If they try to change some of the settings in the CA or certificate templates they will be denied access when saving the changes.
In order to give them the proper rights to manage our certificate templates, right-click the Certificate Templates folder from the CA console and choose Manage.
This will open up the Certificate Templates console. From the list of templates, choose the one you want to delegate control and open its properties. On the Security tab add the group that contains your administrators which will manage this template.
I usually add the same security group that also has the Read permissions on the CA itself. This way, when adding a new user into the group it will automatically have Read on the CA and Write on the templates.
Once the security group was added to the template ACL, tick the Write box then hit OK.

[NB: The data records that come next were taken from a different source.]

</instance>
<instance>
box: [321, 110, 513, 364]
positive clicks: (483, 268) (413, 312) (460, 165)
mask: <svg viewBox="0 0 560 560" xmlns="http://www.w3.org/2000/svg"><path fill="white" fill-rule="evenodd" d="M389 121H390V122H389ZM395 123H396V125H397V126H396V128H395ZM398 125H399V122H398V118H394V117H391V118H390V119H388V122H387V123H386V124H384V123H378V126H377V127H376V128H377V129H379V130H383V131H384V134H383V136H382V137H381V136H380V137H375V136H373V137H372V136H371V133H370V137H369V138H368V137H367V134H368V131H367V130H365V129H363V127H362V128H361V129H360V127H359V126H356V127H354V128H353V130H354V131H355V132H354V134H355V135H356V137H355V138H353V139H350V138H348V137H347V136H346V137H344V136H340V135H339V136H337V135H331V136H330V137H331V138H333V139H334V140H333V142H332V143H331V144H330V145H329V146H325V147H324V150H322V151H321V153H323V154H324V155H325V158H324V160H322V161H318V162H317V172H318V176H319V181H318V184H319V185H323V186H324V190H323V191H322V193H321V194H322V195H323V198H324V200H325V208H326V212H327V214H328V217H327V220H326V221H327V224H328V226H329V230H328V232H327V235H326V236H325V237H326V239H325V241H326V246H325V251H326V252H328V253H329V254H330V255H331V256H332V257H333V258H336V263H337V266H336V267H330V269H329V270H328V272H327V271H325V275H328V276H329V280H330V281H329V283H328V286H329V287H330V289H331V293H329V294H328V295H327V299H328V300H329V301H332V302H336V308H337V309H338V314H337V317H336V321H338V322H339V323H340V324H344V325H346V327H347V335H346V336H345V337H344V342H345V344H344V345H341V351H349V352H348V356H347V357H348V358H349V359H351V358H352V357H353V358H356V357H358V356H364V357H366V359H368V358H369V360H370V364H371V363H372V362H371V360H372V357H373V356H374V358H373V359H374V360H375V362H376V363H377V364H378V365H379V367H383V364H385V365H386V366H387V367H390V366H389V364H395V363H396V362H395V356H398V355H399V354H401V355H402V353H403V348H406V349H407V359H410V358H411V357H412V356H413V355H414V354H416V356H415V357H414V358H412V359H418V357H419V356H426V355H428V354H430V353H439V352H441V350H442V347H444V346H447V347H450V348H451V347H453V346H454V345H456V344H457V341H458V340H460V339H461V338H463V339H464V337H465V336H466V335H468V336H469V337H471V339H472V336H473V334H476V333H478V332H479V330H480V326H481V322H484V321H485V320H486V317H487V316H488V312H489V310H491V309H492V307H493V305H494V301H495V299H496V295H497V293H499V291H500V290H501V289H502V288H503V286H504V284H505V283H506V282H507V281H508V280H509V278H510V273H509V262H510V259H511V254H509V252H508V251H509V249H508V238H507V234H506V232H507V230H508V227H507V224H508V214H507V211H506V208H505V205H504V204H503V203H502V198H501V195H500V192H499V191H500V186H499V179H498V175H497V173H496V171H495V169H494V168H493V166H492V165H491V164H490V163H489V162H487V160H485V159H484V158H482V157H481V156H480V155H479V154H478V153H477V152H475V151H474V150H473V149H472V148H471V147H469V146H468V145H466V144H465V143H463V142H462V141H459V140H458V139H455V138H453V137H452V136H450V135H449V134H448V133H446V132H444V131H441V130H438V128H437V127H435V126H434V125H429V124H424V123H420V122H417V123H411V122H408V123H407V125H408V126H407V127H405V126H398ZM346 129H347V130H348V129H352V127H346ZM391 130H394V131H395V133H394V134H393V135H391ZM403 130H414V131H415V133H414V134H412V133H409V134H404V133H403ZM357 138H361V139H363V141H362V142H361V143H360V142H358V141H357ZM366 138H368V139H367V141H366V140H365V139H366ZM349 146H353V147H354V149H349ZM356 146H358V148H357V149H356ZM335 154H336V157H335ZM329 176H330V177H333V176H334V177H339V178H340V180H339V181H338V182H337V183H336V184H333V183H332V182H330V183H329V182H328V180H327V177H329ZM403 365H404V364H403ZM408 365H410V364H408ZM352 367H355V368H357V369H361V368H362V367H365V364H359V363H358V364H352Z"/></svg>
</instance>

Now when the administrators open the Certification Authority console on their side, they will be able to manage only the certificate templates they were give access to and nothing else.
In this article we looked at how to apply and delegate permissions on our certificate templates. This is an important part since applying the right permissions in an environment, especially on a service that handles security between clients and servers it’s no joke. This is why public CAs take this certificates security part very seriously in that you need authorizations and fingerprints devices to access part of their infrastructure.
Make sure you allow only the right people to manage this service and if you have the infrastructure or budget, dump the Certification Authority logs into a log collector for auditing.